A fin de 2011 nos dijeron que estábamos blindados. ¡La pucha, qué palabra! Por
poco me tiro al suelo de risa, pero antes me invadió la indignación que me duró
justito para cuando, a principios del 2012, las cadenas nacionales empezaron a
tener un tinte heroico al mostrarnos como el junco que se dobla pero siempre
sigue en pie. Hablar de lo que pasa afuera y no de lo que pasa adentro no
resiste análisis psicológico ni de Bucay. O sea, estamos festejando que no se
nos cayó (entre comillas) la crisis por la cabeza. Otra cosa a la que me
resisto. No me gusta que establezcamos comparaciones hacia abajo. Porque
compararse en esa dirección es no querer superarse, es decir: “otros están peor”
¿y? ¿de qué nos sirve saber que otros están
peor cuando tenemos todo para estar mejor?
No me lo banco. Es consuelo de tontos. Es conformismo. Es
aceptar el discurso oficial que nos vende mentiras en cada mensaje. Un gobierno
que se dice peronista, nos pide a los trabajadores que no reclamemos mejores sueldos. Promulga una ley que beneficia a los
empleadores, la inflación se fagocita nuestros ajustes salariales –que nos los
quieren vender como aumentos, como si nos dieran un premio cual perro al que le
festejás la gracia-, nos maltrata públicamente al reírse de quienes viajan en “el
subte de Macri” al anunciar un aumento del 17% del Mínimo No Imponible del
impuesto a las ganancias. Nos castiga con ese impuesto de la era de los ’90,
como el IVA. ¡Pero en España también hay IVA! ¿Te das cuenta? Ellos están peor,
mucho peor. Tienen un Metro súper ordenado en Madrid, pero ellos están
realmente peor. Tienen mucha desocupación y nosotros, según el INDEC, el 6.9%. ¡Qué
desagradecidos! ¿Y el trabajo precarizado? De eso no se habla.
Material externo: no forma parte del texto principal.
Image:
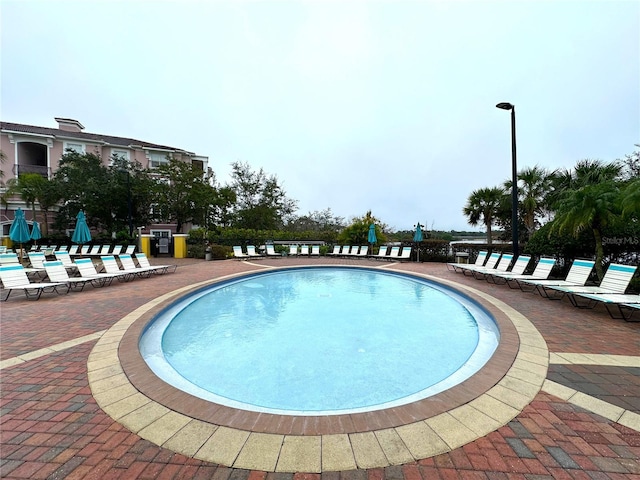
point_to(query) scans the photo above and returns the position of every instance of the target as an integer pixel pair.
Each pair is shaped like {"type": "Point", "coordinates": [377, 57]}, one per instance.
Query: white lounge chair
{"type": "Point", "coordinates": [36, 259]}
{"type": "Point", "coordinates": [382, 252]}
{"type": "Point", "coordinates": [480, 260]}
{"type": "Point", "coordinates": [491, 263]}
{"type": "Point", "coordinates": [251, 251]}
{"type": "Point", "coordinates": [578, 275]}
{"type": "Point", "coordinates": [58, 273]}
{"type": "Point", "coordinates": [238, 253]}
{"type": "Point", "coordinates": [502, 266]}
{"type": "Point", "coordinates": [111, 266]}
{"type": "Point", "coordinates": [87, 269]}
{"type": "Point", "coordinates": [271, 251]}
{"type": "Point", "coordinates": [394, 253]}
{"type": "Point", "coordinates": [129, 265]}
{"type": "Point", "coordinates": [405, 253]}
{"type": "Point", "coordinates": [65, 258]}
{"type": "Point", "coordinates": [519, 266]}
{"type": "Point", "coordinates": [630, 308]}
{"type": "Point", "coordinates": [11, 258]}
{"type": "Point", "coordinates": [615, 280]}
{"type": "Point", "coordinates": [613, 302]}
{"type": "Point", "coordinates": [14, 277]}
{"type": "Point", "coordinates": [143, 261]}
Pero en Europa están peor. ¿Vos viste como está Obama
tratando de contener la crisis yanqui? Nuestra salud pública da pena, pero en
Estados Unidos si no tenés seguro no te atiende nadie. Aaahhh, nuestra
compulsiva manera de insistir en que somos los mejores, los más resistentes,
sufridos pero luchadores…por eso no nos podemos andar quejando, porque antes
estábamos pior. Nunca podemos querer
estar un poco mejor y más tranquilos porque antes la pasamos mal.
Bueno, me voy a agradecerle a EL por habernos dado pan y
trabajo. Y menos mal, porque en el Norte no tendría ni una cosa ni la otra.